German biotech BioNTech and its partner Pfizer announced they have submitted an amended protocol to the US Food and Drug Administration to increase the number of participants in the phase III trial of their COVID-19 vaccine from 30,000 to approximately 44,000 participants. Enrollment in the trial has been proceeding as planned and BioNTech expects to reach the initial target of 30,000 this week.
The proposed expansion is to allow the companies to further increase trial population diversity, to include people as young as 16 years of age, and volunteers with chronic HIV, hepatitis C and hepatitis B viral infections. The expansion will also provide additional safety and efficacy data.
Demonstrating efficacy in the trial depends on showing people inoculated with the vaccine did not contract COVID-19, while those who received placebo remained exposed to infection. Based on current infection rates, the companies expect a conclusive readout on efficacy is likely by the end of October.

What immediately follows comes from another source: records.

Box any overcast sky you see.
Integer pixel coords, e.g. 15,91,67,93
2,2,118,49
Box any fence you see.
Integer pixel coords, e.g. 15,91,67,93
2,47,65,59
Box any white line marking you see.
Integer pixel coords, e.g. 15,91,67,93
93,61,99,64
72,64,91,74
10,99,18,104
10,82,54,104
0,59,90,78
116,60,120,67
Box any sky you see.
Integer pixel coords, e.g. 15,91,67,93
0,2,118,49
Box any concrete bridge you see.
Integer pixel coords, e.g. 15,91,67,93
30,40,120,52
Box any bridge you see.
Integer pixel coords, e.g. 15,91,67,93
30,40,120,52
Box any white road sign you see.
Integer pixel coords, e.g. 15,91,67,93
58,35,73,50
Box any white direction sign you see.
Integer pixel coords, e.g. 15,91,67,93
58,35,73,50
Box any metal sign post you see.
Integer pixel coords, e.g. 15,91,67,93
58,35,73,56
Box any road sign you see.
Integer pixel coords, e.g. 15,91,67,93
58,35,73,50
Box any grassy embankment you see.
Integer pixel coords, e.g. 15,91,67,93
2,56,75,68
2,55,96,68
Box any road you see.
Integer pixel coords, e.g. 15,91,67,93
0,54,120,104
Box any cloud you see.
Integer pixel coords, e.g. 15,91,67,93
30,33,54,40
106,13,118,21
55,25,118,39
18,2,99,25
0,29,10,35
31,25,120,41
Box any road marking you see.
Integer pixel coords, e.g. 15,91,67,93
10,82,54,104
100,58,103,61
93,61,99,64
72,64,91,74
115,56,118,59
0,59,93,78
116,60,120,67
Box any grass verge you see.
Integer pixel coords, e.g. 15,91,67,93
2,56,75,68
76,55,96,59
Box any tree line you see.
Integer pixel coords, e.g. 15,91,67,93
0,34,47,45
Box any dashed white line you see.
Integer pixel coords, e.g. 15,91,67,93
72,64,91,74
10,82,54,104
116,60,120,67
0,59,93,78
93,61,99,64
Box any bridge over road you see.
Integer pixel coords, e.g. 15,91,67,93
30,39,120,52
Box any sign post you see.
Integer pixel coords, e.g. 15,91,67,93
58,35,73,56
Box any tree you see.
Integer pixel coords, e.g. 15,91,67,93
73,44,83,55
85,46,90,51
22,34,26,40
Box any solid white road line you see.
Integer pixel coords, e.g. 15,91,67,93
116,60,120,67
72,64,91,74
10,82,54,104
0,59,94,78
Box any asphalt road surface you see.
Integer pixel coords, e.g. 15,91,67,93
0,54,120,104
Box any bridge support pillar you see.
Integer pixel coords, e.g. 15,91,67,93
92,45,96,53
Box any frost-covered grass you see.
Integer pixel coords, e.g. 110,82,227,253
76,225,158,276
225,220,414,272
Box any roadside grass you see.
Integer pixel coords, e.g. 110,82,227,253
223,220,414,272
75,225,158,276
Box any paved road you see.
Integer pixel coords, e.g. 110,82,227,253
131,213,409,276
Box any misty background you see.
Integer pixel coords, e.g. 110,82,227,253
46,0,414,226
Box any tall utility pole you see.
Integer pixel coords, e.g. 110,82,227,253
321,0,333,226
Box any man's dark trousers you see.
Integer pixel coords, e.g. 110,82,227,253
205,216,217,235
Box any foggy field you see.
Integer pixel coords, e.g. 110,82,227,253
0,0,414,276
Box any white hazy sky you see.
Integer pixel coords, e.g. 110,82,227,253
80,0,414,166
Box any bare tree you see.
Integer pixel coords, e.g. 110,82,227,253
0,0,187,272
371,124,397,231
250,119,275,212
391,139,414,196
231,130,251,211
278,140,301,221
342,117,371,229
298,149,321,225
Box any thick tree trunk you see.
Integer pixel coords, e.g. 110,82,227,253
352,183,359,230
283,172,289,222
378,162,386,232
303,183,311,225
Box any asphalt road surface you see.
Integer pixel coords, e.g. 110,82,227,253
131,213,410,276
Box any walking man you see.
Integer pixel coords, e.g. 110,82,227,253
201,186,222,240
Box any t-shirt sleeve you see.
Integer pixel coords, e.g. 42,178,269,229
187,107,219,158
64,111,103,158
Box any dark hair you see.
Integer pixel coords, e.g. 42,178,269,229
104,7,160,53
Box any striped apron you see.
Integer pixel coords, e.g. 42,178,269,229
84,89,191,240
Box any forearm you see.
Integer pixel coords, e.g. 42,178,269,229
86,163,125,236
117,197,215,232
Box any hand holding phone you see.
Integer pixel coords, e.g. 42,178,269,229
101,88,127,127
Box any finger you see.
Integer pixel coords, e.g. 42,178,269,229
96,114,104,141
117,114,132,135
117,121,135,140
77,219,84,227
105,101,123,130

The hold has been lifted on the phase III randomised controlled UK clinical trial of AZD1222, the COVID-19 vaccine being developed by AstraZeneca and Oxford University, a week after it was halted because a participant fell ill.
A review by the trial’s independent safety committee and the UK regulator, the Medicines and Healthcare products Regulatory Agency, concluded it is safe for the study to recommence in the UK. The vaccine is also being tested in the U.S., Brazil and South Africa. AstraZeneca said it will “work with health authorities across the world and be guided as to when other clinical trials can resume.”

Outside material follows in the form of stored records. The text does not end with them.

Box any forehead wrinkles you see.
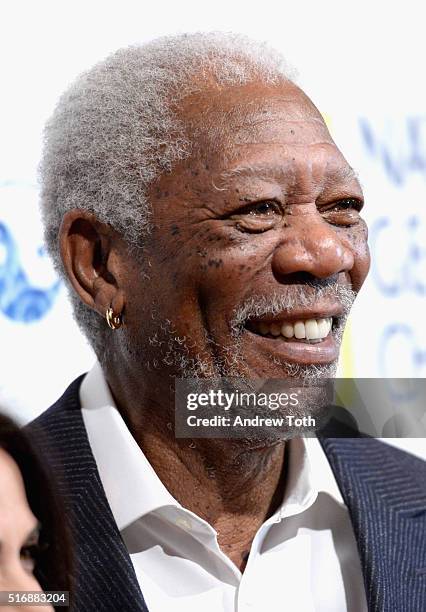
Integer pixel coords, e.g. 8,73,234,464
215,143,350,194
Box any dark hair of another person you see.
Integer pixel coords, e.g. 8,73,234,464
0,414,72,610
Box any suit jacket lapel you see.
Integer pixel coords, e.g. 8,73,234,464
30,376,148,612
319,437,426,612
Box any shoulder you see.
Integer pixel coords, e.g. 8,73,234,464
26,374,85,454
27,374,85,430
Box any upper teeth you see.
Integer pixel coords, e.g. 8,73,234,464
257,317,333,340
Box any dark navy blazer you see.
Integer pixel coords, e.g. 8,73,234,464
30,376,426,612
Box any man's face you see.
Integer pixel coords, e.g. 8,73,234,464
120,83,369,378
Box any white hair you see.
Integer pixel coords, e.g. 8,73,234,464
39,32,293,356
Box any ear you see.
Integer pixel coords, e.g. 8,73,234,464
59,209,125,316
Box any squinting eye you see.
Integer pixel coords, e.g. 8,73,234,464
327,198,362,212
320,198,363,227
242,200,280,216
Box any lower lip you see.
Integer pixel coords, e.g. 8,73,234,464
246,330,339,364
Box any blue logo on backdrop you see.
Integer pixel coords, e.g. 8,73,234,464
0,222,61,323
370,215,426,297
359,116,426,187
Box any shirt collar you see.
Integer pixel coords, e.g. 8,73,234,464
80,362,180,531
80,362,345,531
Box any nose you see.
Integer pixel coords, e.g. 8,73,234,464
272,207,354,278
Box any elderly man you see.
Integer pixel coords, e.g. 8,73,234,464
31,33,426,612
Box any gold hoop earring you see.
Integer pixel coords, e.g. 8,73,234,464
105,306,123,329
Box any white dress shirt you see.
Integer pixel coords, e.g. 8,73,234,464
80,363,367,612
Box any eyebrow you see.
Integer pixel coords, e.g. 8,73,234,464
219,160,361,187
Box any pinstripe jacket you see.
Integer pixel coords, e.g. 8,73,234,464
30,376,426,612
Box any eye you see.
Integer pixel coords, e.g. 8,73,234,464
327,198,364,212
229,200,283,233
319,198,364,227
246,200,281,216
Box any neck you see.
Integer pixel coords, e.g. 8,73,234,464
105,370,285,569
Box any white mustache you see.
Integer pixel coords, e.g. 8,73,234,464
230,281,357,332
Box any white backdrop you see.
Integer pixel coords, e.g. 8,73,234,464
0,0,426,456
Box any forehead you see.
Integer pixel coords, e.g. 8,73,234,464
176,82,356,192
182,82,334,150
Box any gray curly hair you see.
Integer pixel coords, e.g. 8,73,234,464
39,32,293,358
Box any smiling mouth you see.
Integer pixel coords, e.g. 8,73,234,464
246,317,337,344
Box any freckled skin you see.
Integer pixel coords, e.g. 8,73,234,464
61,82,369,568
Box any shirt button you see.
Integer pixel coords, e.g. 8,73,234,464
176,517,192,531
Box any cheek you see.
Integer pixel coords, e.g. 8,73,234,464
349,222,370,291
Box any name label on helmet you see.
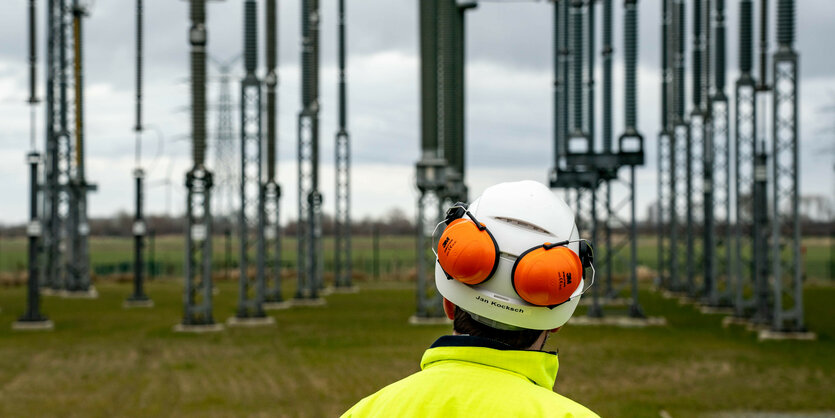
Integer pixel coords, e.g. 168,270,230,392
475,296,525,313
441,237,455,255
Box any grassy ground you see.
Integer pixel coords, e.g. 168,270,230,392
0,236,835,282
0,280,835,417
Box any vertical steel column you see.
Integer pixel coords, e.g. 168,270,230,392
733,0,757,318
295,0,322,300
557,0,574,168
18,0,49,327
66,0,91,294
670,0,692,292
592,0,616,298
182,0,214,326
751,0,772,325
698,0,722,304
656,0,673,289
705,0,734,307
624,0,644,318
679,0,705,298
126,0,148,305
551,0,566,178
259,0,284,303
588,182,603,318
566,0,590,150
235,0,265,318
19,154,49,327
334,0,353,289
214,56,240,288
41,0,66,292
771,0,805,332
414,0,447,320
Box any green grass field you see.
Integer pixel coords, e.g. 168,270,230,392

No details are being released of the medical condition of the participant who fell ill, but AstraZeneca said all trial investigators and participants will be updated with the relevant information and this will be disclosed on global clinical registries.
To date, some 18,000 individuals have received the vaccine as part of the trial. The sponsors say that in large trials such as this, it is expected some participants will become unwell and every case must be carefully evaluated to ensure the safety of the vaccine.

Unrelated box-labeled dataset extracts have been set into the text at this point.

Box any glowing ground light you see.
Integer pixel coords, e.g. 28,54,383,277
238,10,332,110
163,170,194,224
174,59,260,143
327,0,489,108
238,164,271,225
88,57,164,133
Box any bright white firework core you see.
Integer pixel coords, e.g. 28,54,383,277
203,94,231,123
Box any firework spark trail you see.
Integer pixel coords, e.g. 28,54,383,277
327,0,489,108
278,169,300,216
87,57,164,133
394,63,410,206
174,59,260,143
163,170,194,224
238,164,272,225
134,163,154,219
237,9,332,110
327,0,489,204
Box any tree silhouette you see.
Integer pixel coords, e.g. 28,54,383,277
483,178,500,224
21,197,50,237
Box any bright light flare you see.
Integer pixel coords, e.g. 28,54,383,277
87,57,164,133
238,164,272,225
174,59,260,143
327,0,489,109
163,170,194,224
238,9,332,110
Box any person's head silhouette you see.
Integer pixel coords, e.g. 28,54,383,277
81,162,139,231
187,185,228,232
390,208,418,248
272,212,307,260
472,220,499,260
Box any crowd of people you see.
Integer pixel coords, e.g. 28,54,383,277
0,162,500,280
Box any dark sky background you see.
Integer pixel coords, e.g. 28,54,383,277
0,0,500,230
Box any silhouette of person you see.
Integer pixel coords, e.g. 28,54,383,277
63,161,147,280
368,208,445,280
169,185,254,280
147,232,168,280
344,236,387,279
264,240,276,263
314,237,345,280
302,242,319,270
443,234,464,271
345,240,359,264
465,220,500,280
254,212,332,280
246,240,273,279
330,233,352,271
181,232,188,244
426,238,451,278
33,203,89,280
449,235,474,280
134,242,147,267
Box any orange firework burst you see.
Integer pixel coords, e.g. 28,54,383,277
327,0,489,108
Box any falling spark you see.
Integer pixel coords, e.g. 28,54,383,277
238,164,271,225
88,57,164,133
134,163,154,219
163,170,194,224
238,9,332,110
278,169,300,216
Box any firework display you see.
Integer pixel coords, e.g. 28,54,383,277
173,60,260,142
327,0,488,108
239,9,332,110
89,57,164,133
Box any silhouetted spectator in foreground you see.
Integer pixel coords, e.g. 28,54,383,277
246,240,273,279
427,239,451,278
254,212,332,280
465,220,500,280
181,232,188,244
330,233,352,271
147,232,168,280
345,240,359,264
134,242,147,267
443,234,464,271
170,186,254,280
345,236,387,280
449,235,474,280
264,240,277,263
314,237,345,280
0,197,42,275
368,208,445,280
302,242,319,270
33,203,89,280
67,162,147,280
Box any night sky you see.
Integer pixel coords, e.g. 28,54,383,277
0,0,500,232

A new Horizon Europe project, Support-E, has received €4 million in funding to gather an evidence base demonstrating safety and efficacy of using convalescent plasma from people who have recovered from COVID-19, in treating patients who are newly infected.
Support-E, led by the European Blood Alliance, brings together 12 research institutes and clinical centres in six EU member states, Switzerland and the UK, to coordinate and enable randomised controlled clinical trials of convalescent plasma transfusions across Europe. In addition to safety and efficacy, the project aims to better understand which patients should be transfused and how, and to establish protocols for how plasma donations should be tested and selected to ensure the best treatment outcome. The output will be harmonised recommendations on COVID-19 convalescent plasma collection, testing and use.
The money comes from the commission’s €1 billion COVID-19 fund for research into vaccines, therapies and diagnostics to treat and prevent the infection.
German research minister Anja Karliczek announced a €20 million fund to expand the country’s specialist medical technology programme. The new money is for multidisciplinary projects involving academics, industry and end users developing diagnostics and devices that improve testing for, and treatment of, COVID-19 infections. The first close for the call is on September 28, with a second close on 30 January 2021. The government is interested in backing fast and reliable diagnostics, less invasive ventilation procedures, and intelligent patient management systems.